One yoga session focused on hip openers. Apparently we carry a lot of stress and emotional baggage in the hip and pelvic area so opening up your hips and the connective tissue in that area releases a lot of built up baggage. The class wasn’t particularly intense but the emotional and physical release after class was cathartic. I sobbed uncontrollably all the way home but couldn’t put my finger on the reason. By the time I got home I was fine again. That class made me look at my body differently.

Every single day our bodies keep us alive; functioning in the background, taking care of business while we bombard it with excess, toxins and negativity. Every cell in my body works for me and only me. In exchange for that, I pick away at every little imperfect detail berating every way it fails to live up to my warped expectation of perfection. Meanwhile it just chugs away, breathing, pumping blood, removing waste, protecting me from illness and a whole bunch of other stuff I don’t think about.

An impossible and perfect design, housing my soul, asking for very little in return. I’ve never appreciated how much my body does, yet I’ve been very quick to find all the things it can’t do. It can’t bend all the way down to put my head on my knees, it can’t fit into my skinny jeans. It has also healed every time I’ve damaged it; broken bones, shredded skin, all fixed. It has processed every piece of junk I’ve fed it and kept running when it should probably have called a time-out ages ago. It replaces all the bits that I keep snapping off. It’s a perfect system working to the best of its ability despite the constant negativity, neglect, stress and self-loathing that gets piled on.

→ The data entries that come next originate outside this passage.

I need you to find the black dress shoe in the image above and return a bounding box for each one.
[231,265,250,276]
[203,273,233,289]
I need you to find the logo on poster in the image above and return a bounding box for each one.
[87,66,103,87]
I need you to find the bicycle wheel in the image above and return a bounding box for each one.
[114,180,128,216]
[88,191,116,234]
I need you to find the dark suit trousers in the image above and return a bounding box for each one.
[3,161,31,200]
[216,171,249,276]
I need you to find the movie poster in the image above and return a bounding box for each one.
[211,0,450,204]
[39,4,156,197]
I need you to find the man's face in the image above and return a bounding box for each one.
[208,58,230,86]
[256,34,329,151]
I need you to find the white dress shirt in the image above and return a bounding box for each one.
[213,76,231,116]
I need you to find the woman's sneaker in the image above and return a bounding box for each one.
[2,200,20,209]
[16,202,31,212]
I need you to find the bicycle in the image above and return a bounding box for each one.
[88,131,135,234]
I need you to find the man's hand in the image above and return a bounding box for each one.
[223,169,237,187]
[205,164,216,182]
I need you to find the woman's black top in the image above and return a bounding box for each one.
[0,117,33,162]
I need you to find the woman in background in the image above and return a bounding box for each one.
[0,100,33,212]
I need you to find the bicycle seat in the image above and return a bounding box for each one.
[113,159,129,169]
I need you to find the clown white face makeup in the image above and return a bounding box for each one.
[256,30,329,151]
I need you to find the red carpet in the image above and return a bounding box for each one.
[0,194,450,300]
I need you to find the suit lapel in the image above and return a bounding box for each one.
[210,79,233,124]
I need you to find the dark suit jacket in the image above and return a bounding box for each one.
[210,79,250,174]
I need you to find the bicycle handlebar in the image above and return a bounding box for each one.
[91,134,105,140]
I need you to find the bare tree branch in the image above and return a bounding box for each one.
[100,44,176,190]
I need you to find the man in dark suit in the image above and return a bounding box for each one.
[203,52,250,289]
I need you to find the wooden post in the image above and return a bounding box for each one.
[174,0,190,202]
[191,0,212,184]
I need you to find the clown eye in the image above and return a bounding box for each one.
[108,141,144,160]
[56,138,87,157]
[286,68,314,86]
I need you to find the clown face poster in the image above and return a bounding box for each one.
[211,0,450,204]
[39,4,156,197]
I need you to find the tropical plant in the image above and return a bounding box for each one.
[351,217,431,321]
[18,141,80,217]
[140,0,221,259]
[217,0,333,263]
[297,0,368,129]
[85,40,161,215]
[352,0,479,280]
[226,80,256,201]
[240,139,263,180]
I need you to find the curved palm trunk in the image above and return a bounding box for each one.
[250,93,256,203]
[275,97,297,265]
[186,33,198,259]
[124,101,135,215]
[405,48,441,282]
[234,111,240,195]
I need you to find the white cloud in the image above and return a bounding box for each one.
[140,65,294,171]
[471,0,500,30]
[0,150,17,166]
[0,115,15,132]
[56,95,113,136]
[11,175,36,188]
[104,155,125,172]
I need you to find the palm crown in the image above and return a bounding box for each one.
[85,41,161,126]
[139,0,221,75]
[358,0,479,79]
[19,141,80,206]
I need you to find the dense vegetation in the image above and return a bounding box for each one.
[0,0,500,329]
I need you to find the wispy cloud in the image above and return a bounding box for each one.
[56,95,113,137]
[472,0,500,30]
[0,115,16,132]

It’s easy to focus on the flabby belly and wiggly arms but that serves no purpose. Shifting the focus to all the things it does and how much it has withstood over the years makes me want to treat it better; feed it better; love it better. My life will end when my body decides that it’s had enough of my shit so it’s probably wise to suck up to it and be nice.

Yoga has become a way of saying thank-you. Taking a slice of time each day to gently release the built up tension and stress has been the best decision I’ve made in years. Anything worth doing takes time but whether we make the effort, or whether we don’t, the time will pass anyway.